Mentre nel caso di Palermo si trattava di una città molto connotata e conosciuta, per Pristina l’operazione ha un particolare valore sperimentale. Il Kosovo, una giovanissima repubblica ha proclamato la sua indipendenza nel 2008 e a tutt’oggi è riconosciuta solo da una parte dei paesi che convergono nelle Nazioni Unite. La guerra del Kosovo, che ha provocato 13mila vittime, enormi distruzioni di città, chiese, moschee, monumenti è stata scatenata dai processi di pulizia etnica seguiti alla dissoluzione della Jugoslavia. A una prima resistenza kosovara nonviolenta in vista di una indipendenza dalla Serbia è seguita nel 1998-99 una feroce repressione e una resistenza armata da parte kosovara. La guerra ha provocato un intervento della Nato volto ad arrestare la pulizia etnica. La Serbia ha dovuto accettare l’indipendenza del Kosovo anche se alcuni paesi delle Nazioni Unite, come Spagna, Russia e Cina continuano a rifiutarla. Oggi il paese è difeso da una presenza stabile delle forze della Nato e faticosamente sta ricostruendo infrastrutture e istituzioni. Ha adottato l’euro ma ai suoi abitanti viene ancora negata una mobilità verso l’Europa. Questo il contesto complesso che rende altamente simbolica l’edizione del 2022 di Manifesta.

Il paese è abitato da una popolazione per buona parte di origine e lingua albanese e da una minoranza slava e serba. Ci si stupisce andando in giro per questa giovane repubblica della compresenza di moschee, chiese ortodosse e cattoliche. Le ferite dell’odio etnico e religioso sono però tutte presenti a rammentare quanto oggi nazionalismo, religione ed etnia producano una miscela pericolosa. Manifesta sta contribuendo a restaurare alcuni luoghi simbolici, tra cui una scuola clandestina in montagna dove i bambini potevano continuare a parlare e studiare l’albanese, mentre il governo serbo ne proibiva l’insegnamento. Durante la guerra venne bombardata. Nelle aule distrutte video degli insegnanti e degli ex studenti raccontano la difficile storia. Tutto ciò è terribilmente attuale, la pretesa serba di cancellare ogni altra lingua ed etnia ricorda la follia putiniana nei confronti dell’Ucraina e ci ricorda l’origine dei mali che affliggono l’Europa. Il 60% degli artisti invitati a Manifesta sono kosovari, giovani e giovanissimi. La sera Pristina ha una movida che fa invidia a quella di Barcellona e una scena musicale straordinaria.
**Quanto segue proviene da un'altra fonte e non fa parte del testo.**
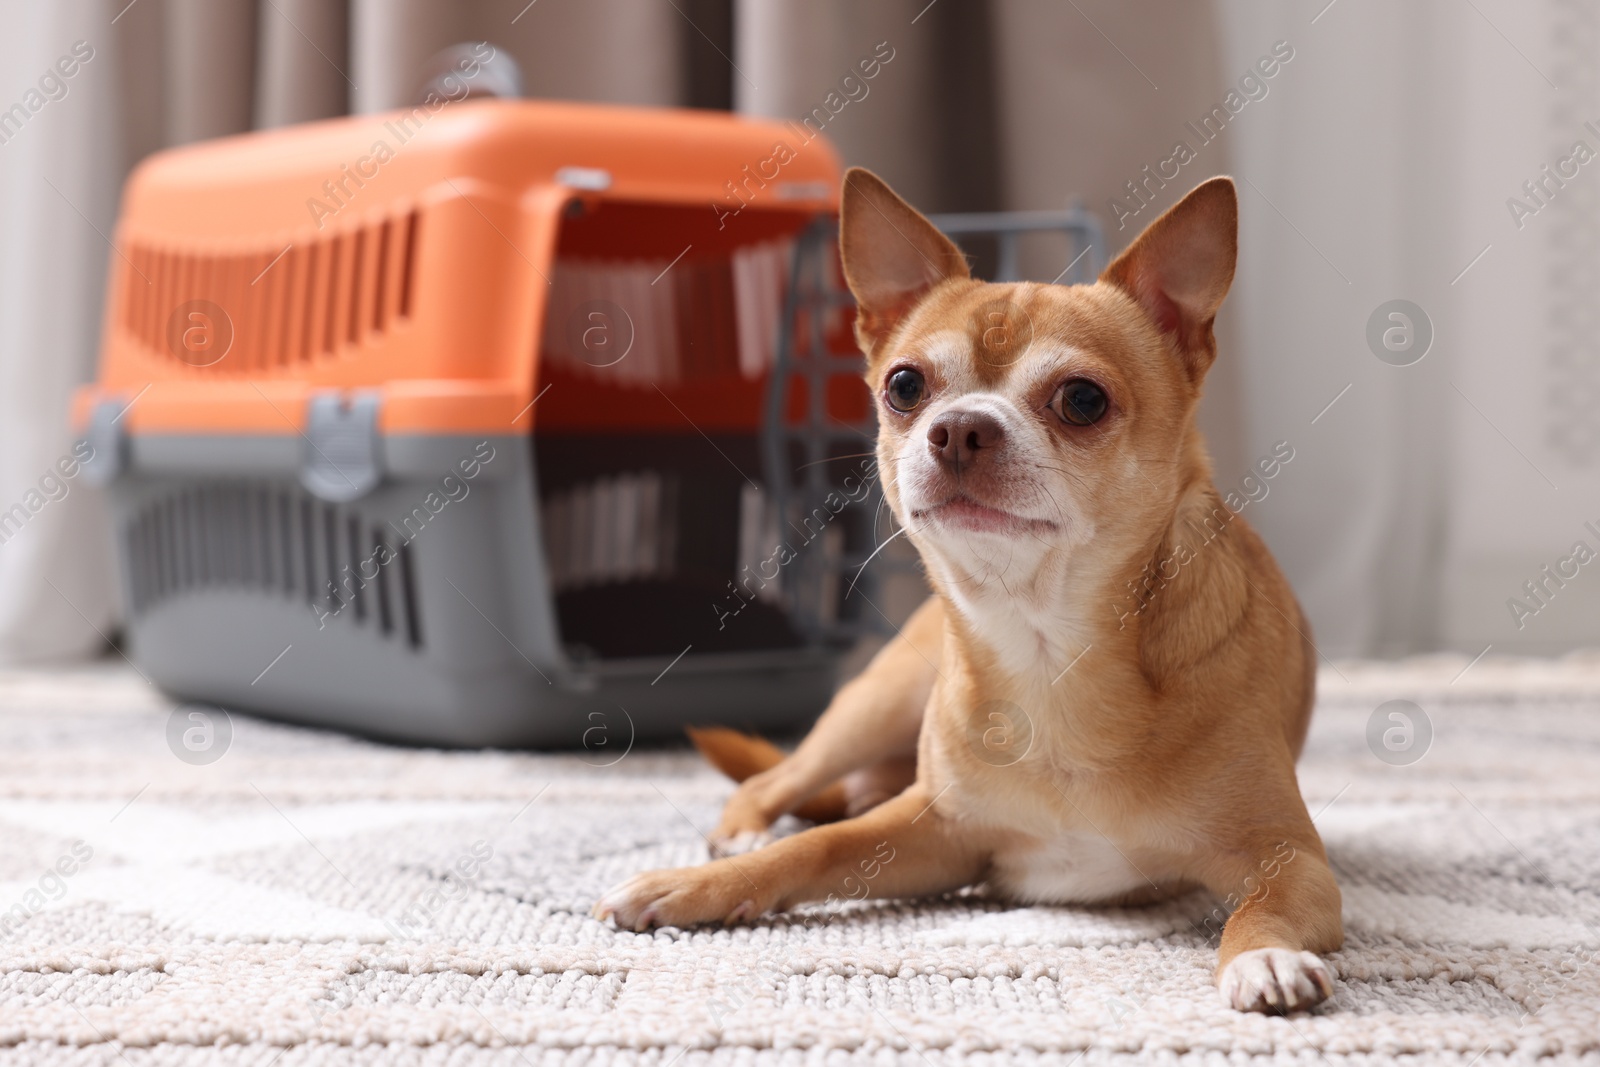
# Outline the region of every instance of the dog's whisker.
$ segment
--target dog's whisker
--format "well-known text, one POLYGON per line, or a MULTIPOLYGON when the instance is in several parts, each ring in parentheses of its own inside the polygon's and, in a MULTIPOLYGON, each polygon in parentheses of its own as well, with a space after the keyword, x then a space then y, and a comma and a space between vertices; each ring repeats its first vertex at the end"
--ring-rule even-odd
POLYGON ((844 598, 846 600, 849 600, 850 599, 850 594, 856 591, 856 582, 861 580, 862 572, 864 572, 867 569, 867 564, 871 563, 874 559, 876 559, 878 557, 878 553, 879 552, 882 552, 884 549, 888 548, 890 541, 893 541, 896 537, 899 537, 901 534, 903 534, 905 532, 906 532, 905 531, 905 527, 902 526, 900 529, 896 530, 894 533, 892 533, 888 537, 884 538, 883 544, 879 545, 877 548, 872 550, 872 555, 868 556, 866 559, 861 561, 861 567, 860 567, 859 570, 856 571, 856 576, 854 578, 850 579, 850 588, 845 590, 844 598))
POLYGON ((810 463, 802 463, 802 464, 800 464, 800 466, 796 467, 795 470, 796 471, 803 471, 807 467, 815 467, 815 466, 817 466, 819 464, 822 464, 822 463, 833 463, 833 462, 836 462, 836 461, 841 460, 841 459, 860 459, 863 456, 875 456, 875 455, 877 455, 876 452, 851 452, 851 453, 849 453, 847 455, 843 455, 843 456, 828 456, 825 459, 814 459, 810 463))
POLYGON ((878 523, 883 521, 883 508, 884 508, 884 505, 886 505, 888 503, 889 503, 888 495, 884 494, 884 493, 879 493, 878 494, 878 506, 876 508, 874 508, 873 511, 872 511, 872 535, 874 537, 876 537, 878 535, 878 523))

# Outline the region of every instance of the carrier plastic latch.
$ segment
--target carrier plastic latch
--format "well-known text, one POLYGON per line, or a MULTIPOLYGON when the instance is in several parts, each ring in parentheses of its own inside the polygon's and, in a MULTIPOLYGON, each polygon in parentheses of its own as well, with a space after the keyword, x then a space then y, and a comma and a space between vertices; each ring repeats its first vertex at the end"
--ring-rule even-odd
POLYGON ((83 477, 90 485, 110 485, 128 466, 128 434, 122 427, 122 414, 131 404, 121 400, 102 400, 89 412, 89 458, 83 461, 83 477))
POLYGON ((317 393, 306 412, 300 484, 313 496, 343 503, 383 480, 378 394, 317 393))

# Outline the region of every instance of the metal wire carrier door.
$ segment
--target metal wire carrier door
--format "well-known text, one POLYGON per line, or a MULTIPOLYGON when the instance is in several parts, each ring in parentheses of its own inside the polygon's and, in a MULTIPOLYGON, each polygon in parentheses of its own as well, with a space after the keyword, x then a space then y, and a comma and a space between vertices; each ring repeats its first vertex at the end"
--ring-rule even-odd
MULTIPOLYGON (((969 251, 992 245, 996 282, 1020 280, 1021 241, 1030 234, 1067 238, 1065 269, 1051 281, 1092 282, 1105 262, 1099 220, 1081 207, 936 215, 932 221, 969 251)), ((888 630, 876 605, 883 579, 916 565, 890 553, 873 558, 894 527, 871 459, 877 424, 870 403, 862 403, 854 307, 839 266, 838 220, 819 217, 795 243, 761 431, 771 509, 764 529, 791 549, 773 546, 774 558, 783 561, 775 567, 778 588, 809 645, 843 646, 888 630), (841 408, 860 417, 843 418, 841 408), (862 483, 864 489, 852 488, 862 483)))

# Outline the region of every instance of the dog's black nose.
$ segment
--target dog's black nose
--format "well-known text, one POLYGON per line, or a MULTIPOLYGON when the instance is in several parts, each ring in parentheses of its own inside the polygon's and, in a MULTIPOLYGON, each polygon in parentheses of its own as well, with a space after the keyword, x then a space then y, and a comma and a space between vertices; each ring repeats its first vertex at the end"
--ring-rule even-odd
POLYGON ((981 411, 946 411, 928 427, 928 447, 946 466, 960 469, 1005 438, 1005 428, 981 411))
L’impossibilità di andare in Europa viene compensata dalla attenzione con cui i giovani seguono quello che accade altrove, dalla pratica delle lingue, inglese e italiano soprattutto. Un’opera dell’artista albanese Adrian Paci, esposta nell’affascinante e diruto Grand Hotel che ospita nei suoi 13 piani buona parte dei lavori degli artisti locali e internazionali, rappresenta in maniera efficace e profonda la situazione di questo paese. Adrian Paci ha filmato nella sua Albania la gente che cammina a piedi per le strade, in montagna, in pianura, sulla costa, in autostrada accompagnata spesso da animali. E’ un fenomeno visibile anche qui in Kosovo, dappertutto c’è gente che cammina lungo le strade, spesso nel mezzo del nulla, lontano dai centri abitati. Ieri due donne camminavano addossate al guardrail centrale dell’autostrada Pristina Tirana. Lo sguardo di Adrian Paci racconta un paese in movimento, ma soprattutto un abitare il territorio, un legame stretto tra paesaggio e popolazione, la pratica secolare di percorrerne i sentieri. Sui due schermi dell’istallazione gente di ogni tipo misura con il proprio passo un mondo che riporta il senso di un paese alla sua dimensione uno a uno. Manifesta 14 porta in primo piano l’importanza e l’effetto che l’arte può avere nel lanciare legami tra mondi distanti, tra paesi divisi da conflitti. In un mondo sempre più complicato da presunte identità contrapposte questa è una lezione che dobbiamo sempre di più imparare.